La disputa se centra en si los activos de la empresa deben liquidarse bajo el Capítulo 7 o si Fisker debería permanecer en el Capítulo 11 para buscar un posible acuerdo. Heights solicitó recientemente convertir el caso al Capítulo 7, alegando que ofrece un camino más rápido y barato hacia la liquidación de activos. En respuesta, Fisker y Heights llegaron a un acuerdo el domingo por la noche para pasar las próximas tres semanas negociando un acuerdo sobre cómo liquidar sus activos. Si las partes tienen éxito, Fisker podría continuar bajo el Capítulo 11; si no, el caso podría pasar al Capítulo 7, disolviendo efectivamente a Fisker y potencialmente cerrando vías para examinar a fondo el papel de Heights.

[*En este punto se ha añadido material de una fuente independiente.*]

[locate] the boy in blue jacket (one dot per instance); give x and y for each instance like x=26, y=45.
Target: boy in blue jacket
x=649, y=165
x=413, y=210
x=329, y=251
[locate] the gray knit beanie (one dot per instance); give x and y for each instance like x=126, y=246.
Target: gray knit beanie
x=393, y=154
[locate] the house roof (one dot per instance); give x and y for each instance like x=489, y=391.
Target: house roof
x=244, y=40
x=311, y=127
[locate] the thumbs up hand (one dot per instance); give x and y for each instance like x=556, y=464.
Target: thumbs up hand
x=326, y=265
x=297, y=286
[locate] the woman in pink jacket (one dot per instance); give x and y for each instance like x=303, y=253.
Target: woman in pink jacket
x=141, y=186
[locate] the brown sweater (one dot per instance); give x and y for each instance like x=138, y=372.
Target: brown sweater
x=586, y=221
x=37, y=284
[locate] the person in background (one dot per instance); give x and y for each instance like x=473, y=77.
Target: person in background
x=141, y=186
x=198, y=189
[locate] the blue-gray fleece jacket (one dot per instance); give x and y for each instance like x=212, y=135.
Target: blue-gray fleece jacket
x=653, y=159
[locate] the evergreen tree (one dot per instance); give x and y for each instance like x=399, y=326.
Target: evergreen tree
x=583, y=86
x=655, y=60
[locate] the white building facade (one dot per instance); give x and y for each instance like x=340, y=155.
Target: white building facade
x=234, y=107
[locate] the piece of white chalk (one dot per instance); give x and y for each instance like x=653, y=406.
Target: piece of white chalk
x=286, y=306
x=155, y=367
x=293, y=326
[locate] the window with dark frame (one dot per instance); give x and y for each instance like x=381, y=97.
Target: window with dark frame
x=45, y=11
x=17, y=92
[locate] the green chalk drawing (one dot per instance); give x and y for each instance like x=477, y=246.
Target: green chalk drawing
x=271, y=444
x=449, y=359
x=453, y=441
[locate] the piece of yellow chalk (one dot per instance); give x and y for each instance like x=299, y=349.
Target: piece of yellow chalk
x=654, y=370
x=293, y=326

Heights afirma que aún se le deben más de $180 millones. La agitación financiera de Fisker se intensificó cuando pignoró todos sus activos a Heights después de no presentar a tiempo sus resultados financieros del tercer trimestre, lo que constituyó un incumplimiento del acuerdo de préstamo. Esta pignoración colocó a Heights en una posición preferencial.

La estrategia actual de Fisker bajo el Capítulo 11 incluye una venta parcial de su inventario restante a una empresa de leasing en Nueva York. La conversión al Capítulo 7 podría alterar estos planes al cerrar operaciones y transferir la supervisión a un síndico, complicando los esfuerzos para vender los vehículos restantes y abordar los retiros en curso. El Departamento de Justicia se ha opuesto a la conversión al Capítulo 7, citando riesgos potenciales para la seguridad pública debido a retiros no resueltos. La propia Fisker ha señalado que solo ha abordado una fracción de los retiros.

En este contexto, un comité de acreedores quirografarios, que incluye al fabricante por contrato Magna y al mayor prestamista de Fisker, U.S. Bank, ha estado investigando las acciones de Heights y los detalles de la pignoración de activos. El comité había planeado presentar hallazgos en la audiencia del lunes, incluidas comunicaciones que podrían aclarar el papel de Heights, pero estos fueron dejados de lado mientras avanzaban las negociaciones del acuerdo.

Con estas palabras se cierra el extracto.